Webconsultant und Designer für KMUs im DACH-Raum
Ich bin Nico Paladino, und ich begleite seit über neun Jahren kleine und mittlere Unternehmen dabei, online sichtbar zu werden. Gefunden von Menschen, empfohlen von KI. Gerne möchte ich dir erzählen, wie ich zum Webconsulting gekommen bin und weshalb es mir am Herzen liegt.
Wie alles begann
Mit 14 sass ich zum ersten Mal vor Photoshop. Natürlich eine gecrackte Version, wie es sich für einen Teenager damals gehörte. Was als Spielerei begann, wurde schnell zur Obsession. Bilder bearbeiten, Videos schneiden, Dinge digital erschaffen. Meine Neugier wurde geweckt, tiefer einzutauchen und die Onlinewelt und alles was dazugehörte besser zu verstehen.

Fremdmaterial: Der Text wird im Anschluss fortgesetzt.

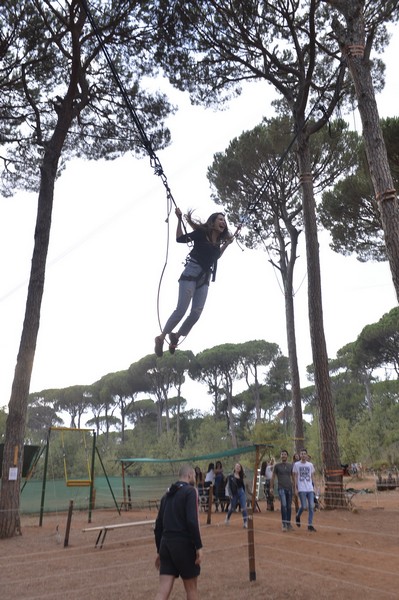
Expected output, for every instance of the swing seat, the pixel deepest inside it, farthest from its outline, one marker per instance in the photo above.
(78, 482)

Mit 17 belegte ich deshalb an der höheren Schule das Freifach Webdesign. Dort lernte ich, wie Webseiten aufgebaut sind, wie man sie ins Netz stellt und warum bestimmte Strukturen einfach funktionieren. Aus dem Hobby wurde langsam tieferes Verständnis und ein Handwerk.

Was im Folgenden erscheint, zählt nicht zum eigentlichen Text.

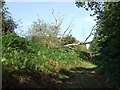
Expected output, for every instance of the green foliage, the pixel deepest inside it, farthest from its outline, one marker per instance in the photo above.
(40, 28)
(69, 40)
(106, 41)
(21, 57)
(47, 41)
(8, 24)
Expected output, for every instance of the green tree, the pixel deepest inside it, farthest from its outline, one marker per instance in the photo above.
(106, 40)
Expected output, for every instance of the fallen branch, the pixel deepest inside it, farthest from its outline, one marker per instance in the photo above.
(75, 44)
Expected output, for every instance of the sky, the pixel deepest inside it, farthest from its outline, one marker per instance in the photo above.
(28, 12)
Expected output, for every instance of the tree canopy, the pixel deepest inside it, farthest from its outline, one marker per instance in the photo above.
(106, 39)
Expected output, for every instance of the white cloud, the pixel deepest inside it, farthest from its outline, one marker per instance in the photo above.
(87, 19)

Mein beruflicher Weg sollte danach aber zunächst einen Umweg nehmen.
Doch genau dieser Umweg, war der entscheidende Punkt, weshalb ich dich heute umfassend und Kompetent beraten kann.

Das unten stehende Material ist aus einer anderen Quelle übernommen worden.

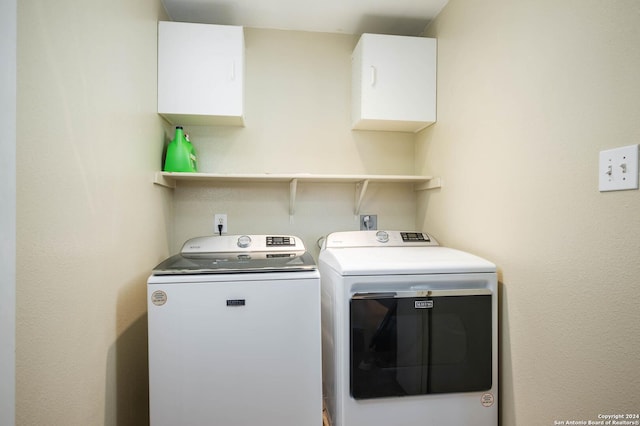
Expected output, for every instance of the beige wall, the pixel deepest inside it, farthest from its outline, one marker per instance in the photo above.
(528, 93)
(90, 223)
(298, 87)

Der Umweg der alles veränderte
Meine Neugier brachte mich zum Online Marketing. Dort durfte ich ein Jahr mitarbeiten, was meine Sicht auf digitale Arbeit komplett verändert hat. Denn die unverblümte Wahrheit ist: Eine noch so schöne und top gestaltete Webseite bringt nichts, wenn sie keine Kunden bringt. Am Ende des Tages zählen Anfragen, Aufträge, Umsatz. Alles andere ist Dekoration.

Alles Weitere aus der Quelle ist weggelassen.